The following is a summary of “Celiac Disease Frequency Is Increased in IgE-Mediated Food Allergy and Could Affect Allergy Severity and Resolution,” published in the January 2023 issue of Gastroenterology by Lega, et al.
Severe Immunoglobulin E (IgE) -mediated food allergies (FA) had been linked to an increased prevalence of celiac disease (CeD).
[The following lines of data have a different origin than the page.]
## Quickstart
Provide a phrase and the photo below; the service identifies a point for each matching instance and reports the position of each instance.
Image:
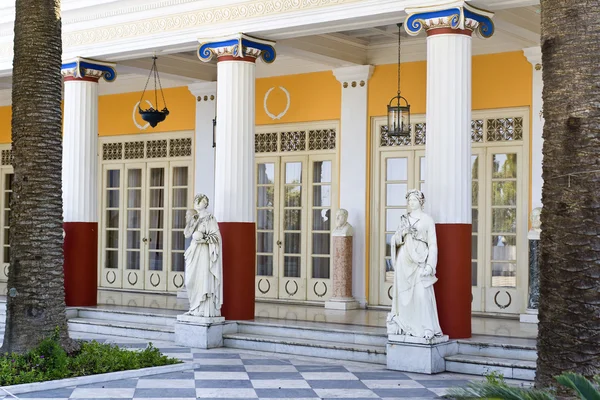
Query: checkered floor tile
(234, 374)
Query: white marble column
(204, 156)
(234, 204)
(80, 177)
(353, 158)
(534, 56)
(449, 27)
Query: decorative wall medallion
(324, 291)
(129, 278)
(502, 306)
(180, 284)
(268, 286)
(135, 112)
(265, 142)
(7, 157)
(157, 280)
(113, 277)
(287, 290)
(287, 105)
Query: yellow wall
(313, 97)
(5, 124)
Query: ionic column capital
(83, 69)
(238, 47)
(457, 17)
(355, 76)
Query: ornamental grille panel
(392, 141)
(504, 129)
(321, 139)
(420, 133)
(112, 151)
(265, 142)
(134, 150)
(180, 147)
(7, 157)
(477, 130)
(293, 141)
(143, 149)
(156, 148)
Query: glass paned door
(111, 264)
(397, 177)
(321, 221)
(181, 197)
(477, 229)
(268, 241)
(506, 231)
(133, 274)
(155, 238)
(292, 262)
(7, 184)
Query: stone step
(350, 334)
(156, 317)
(516, 349)
(306, 347)
(482, 365)
(127, 329)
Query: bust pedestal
(342, 275)
(199, 332)
(413, 354)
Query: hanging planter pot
(152, 115)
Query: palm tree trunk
(36, 297)
(569, 313)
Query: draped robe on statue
(203, 267)
(414, 310)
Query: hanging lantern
(152, 115)
(398, 107)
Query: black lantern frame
(151, 115)
(398, 111)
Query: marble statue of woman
(203, 262)
(414, 256)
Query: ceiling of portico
(322, 47)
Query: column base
(418, 354)
(342, 303)
(199, 332)
(529, 317)
(81, 263)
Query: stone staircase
(481, 355)
(338, 342)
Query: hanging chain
(154, 72)
(399, 52)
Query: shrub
(50, 361)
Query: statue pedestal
(341, 298)
(412, 354)
(199, 332)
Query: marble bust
(536, 223)
(342, 227)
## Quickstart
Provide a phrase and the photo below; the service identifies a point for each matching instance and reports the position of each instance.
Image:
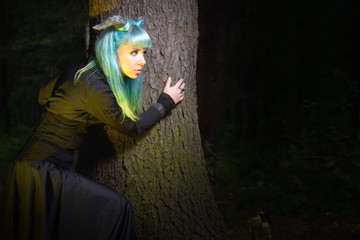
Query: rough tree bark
(163, 173)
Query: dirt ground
(316, 227)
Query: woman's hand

The observation has to be verified, and it was uncertain if CeD impacted the severity and resolution of FA. For a study, researchers sought to include estimating the prevalence of CeD in FA patients and determining if CeD impacted the severity of FA and oral tolerance.
Following referrals for allergen reintroduction, either to assess allergy remission or to begin oral immunotherapy (OIT), patients with FA were assessed for CeD and FA severity. The prevalence of CeD was the main result. The incidence of severe FA and the degree of clinical tolerance at study entry and final follow-up were secondary outcomes in patients with isolated FA as opposed to individuals with FA + CeD.
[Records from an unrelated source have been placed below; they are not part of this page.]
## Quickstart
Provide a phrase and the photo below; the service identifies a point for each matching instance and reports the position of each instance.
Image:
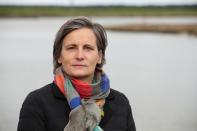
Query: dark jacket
(46, 109)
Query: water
(156, 71)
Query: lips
(79, 65)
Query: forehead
(82, 35)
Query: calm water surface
(157, 72)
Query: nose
(80, 54)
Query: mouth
(79, 65)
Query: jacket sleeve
(130, 120)
(31, 115)
(131, 123)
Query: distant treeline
(36, 11)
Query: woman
(79, 98)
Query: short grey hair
(74, 24)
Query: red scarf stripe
(84, 92)
(60, 82)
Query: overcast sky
(98, 2)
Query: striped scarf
(86, 100)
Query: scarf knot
(85, 100)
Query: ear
(100, 57)
(59, 60)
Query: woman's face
(80, 55)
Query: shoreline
(190, 29)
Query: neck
(88, 79)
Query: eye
(70, 47)
(89, 48)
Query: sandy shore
(163, 28)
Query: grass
(31, 11)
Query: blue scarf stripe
(76, 101)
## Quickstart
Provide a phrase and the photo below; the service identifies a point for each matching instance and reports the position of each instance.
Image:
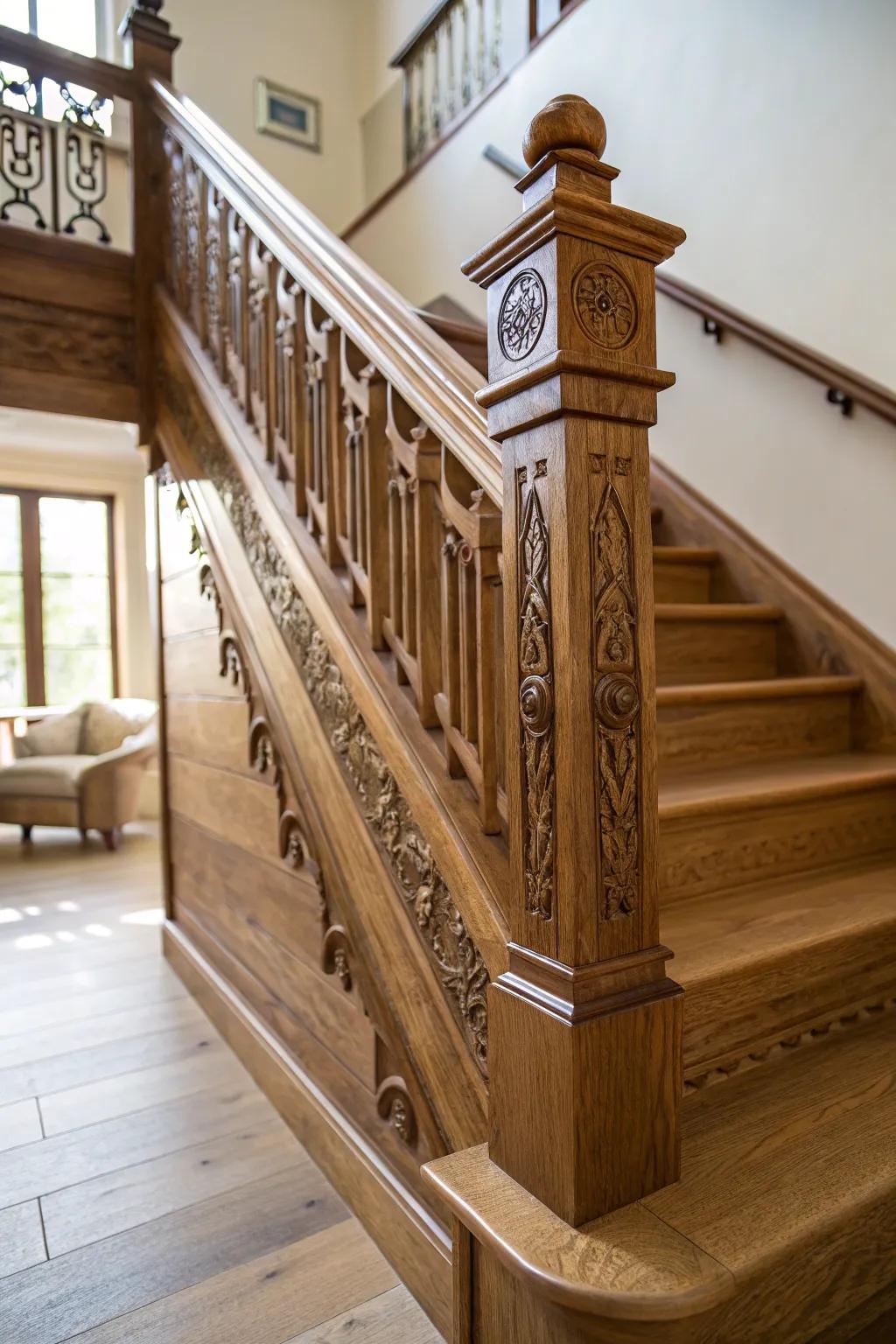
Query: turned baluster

Included were 238 patients in all. About 15 patients (6.6%) who had previously been diagnosed with CeD and were following a gluten-free diet had their CeD confirmed. Compared to 88 patients with FA (42%), 12 patients with FA + CeD (80%) had severe FA (P = 0.006). In comparison to patients with FA (20.3 kU/L; IQR 2.9-72.7) (P< 0.001), individuals with FA + CeD had substantially higher median allergen-specific IgE levels at baseline [61.8 kU/L; interquartile range (IQR) 11.6–279.0]. Compared to 98 of 205 patients (48%) with FA, complete clinical tolerance was only seen in 1 of 15 patients (7%) with FA + CeD (P = 0.002).
CeD in individuals with FA and might influence the severity of FA and OIT response. In individuals with severe or chronic FA, CeD screening should be taken into consideration.